Although these elegant schooling fish have inhabited East coast waters for years, surprisingly, the now-thriving fishery has really only evolved within the last 10 years. Today, the spadefish is the one of the most anticipated fish in Virginia, thrilling anglers of all skill-levels. Each spring, as the first reports of spadefish sightings at the light tower hit the streets, the rush to intercept these summertime celebrities is utter chaos.
The average resident Virginia spade generally ranges between about 4 to 7 pounds, with many topping well over ten pounds! It’s not surprising that the massive current 14-pound world record was caught in Virginia waters.
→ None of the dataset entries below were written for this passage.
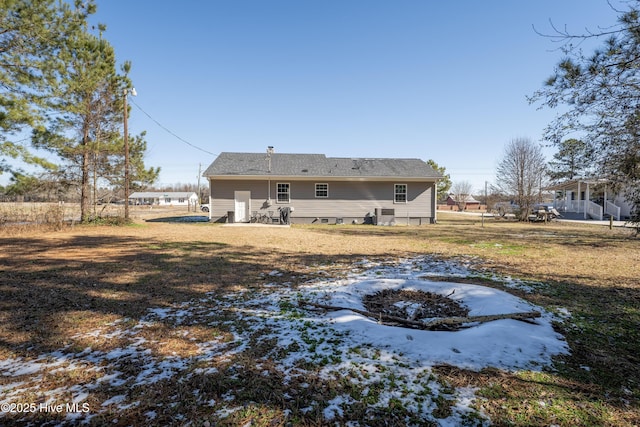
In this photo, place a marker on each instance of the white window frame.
(404, 194)
(326, 189)
(287, 193)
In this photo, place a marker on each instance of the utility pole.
(199, 191)
(126, 153)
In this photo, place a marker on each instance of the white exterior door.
(242, 206)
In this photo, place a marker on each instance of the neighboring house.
(468, 203)
(164, 198)
(590, 199)
(320, 189)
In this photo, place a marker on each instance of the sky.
(440, 80)
(338, 344)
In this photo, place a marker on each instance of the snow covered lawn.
(227, 357)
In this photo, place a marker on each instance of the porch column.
(579, 196)
(587, 197)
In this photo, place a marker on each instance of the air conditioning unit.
(385, 216)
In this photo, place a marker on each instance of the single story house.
(469, 202)
(318, 189)
(164, 198)
(590, 199)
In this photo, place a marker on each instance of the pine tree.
(32, 35)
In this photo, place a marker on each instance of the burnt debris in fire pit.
(415, 305)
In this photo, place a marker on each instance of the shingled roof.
(316, 165)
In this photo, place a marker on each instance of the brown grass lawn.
(58, 287)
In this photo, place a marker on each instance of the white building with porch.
(590, 199)
(164, 198)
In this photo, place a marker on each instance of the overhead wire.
(169, 131)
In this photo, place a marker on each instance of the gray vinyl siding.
(347, 200)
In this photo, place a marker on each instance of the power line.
(170, 132)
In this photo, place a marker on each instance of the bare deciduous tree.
(461, 192)
(522, 173)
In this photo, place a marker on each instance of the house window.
(322, 190)
(283, 192)
(400, 193)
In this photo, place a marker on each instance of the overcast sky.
(441, 80)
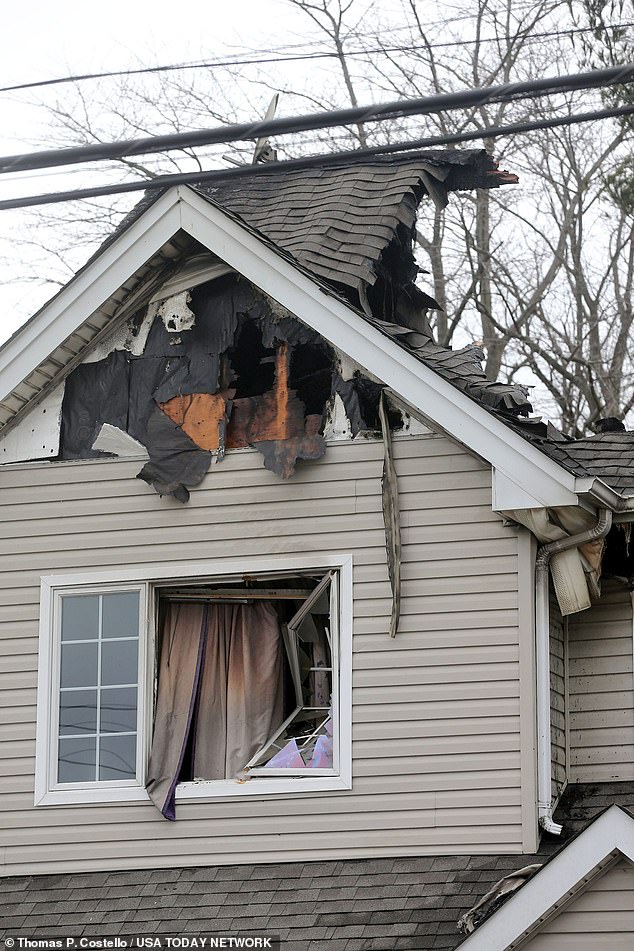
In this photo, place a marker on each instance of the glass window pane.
(77, 712)
(76, 762)
(119, 662)
(121, 614)
(80, 617)
(79, 665)
(118, 710)
(117, 757)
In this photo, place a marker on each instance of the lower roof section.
(382, 904)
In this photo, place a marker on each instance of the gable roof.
(607, 838)
(142, 253)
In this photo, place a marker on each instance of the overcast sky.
(42, 40)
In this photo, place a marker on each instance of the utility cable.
(334, 158)
(293, 58)
(319, 120)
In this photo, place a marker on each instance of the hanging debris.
(221, 367)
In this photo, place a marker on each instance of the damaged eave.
(276, 275)
(437, 399)
(598, 492)
(609, 836)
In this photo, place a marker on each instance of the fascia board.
(462, 418)
(24, 352)
(560, 879)
(438, 400)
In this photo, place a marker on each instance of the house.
(233, 427)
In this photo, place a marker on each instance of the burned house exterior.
(307, 628)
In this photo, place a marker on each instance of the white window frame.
(147, 579)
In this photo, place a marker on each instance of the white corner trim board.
(531, 471)
(558, 881)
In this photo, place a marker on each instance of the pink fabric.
(241, 689)
(288, 757)
(220, 684)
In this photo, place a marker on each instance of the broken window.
(236, 685)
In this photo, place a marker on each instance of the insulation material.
(218, 366)
(571, 572)
(117, 443)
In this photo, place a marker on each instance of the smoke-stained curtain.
(220, 686)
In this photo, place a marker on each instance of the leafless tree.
(541, 275)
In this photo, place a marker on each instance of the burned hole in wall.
(240, 371)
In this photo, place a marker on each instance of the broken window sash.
(289, 737)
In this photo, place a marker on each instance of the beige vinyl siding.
(557, 699)
(601, 690)
(600, 919)
(437, 742)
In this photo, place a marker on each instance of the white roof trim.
(181, 208)
(560, 879)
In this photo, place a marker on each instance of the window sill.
(188, 792)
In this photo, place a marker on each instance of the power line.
(320, 120)
(336, 158)
(299, 57)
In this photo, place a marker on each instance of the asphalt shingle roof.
(383, 904)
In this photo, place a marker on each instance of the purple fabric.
(322, 754)
(288, 757)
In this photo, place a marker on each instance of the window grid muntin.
(99, 640)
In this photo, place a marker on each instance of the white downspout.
(542, 636)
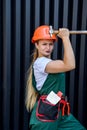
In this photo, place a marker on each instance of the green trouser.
(64, 123)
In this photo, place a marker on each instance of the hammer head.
(50, 31)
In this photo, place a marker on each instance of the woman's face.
(45, 47)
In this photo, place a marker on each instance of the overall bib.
(54, 82)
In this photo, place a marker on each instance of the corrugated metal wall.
(18, 19)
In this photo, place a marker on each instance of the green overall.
(54, 82)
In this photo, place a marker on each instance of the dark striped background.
(18, 19)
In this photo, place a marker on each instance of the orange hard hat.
(42, 32)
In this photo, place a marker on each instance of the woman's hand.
(63, 33)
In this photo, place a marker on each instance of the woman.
(47, 75)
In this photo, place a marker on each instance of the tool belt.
(49, 112)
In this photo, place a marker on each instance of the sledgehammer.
(52, 31)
There is no mistaking a spadefish; they are distinctive beauties, with a tall flat torso glowing with an iridescent sliver color, interrupted by five or more vertical black stripes. So make sure you have your camera handy, but don’t let their charming poise and splendor catch you off guard, be warned, these fish will keep you on your toes! Stand ready for a swift, powerful creature that is quick to outsmart even the most experienced angler, leaving you with nothing to show but a broken leader. The wide-eyed look of astonishment once beaten by a spadefish is amusing, but very common. Once conquered though, your reward is by far one of the tastiest fish in the ocean.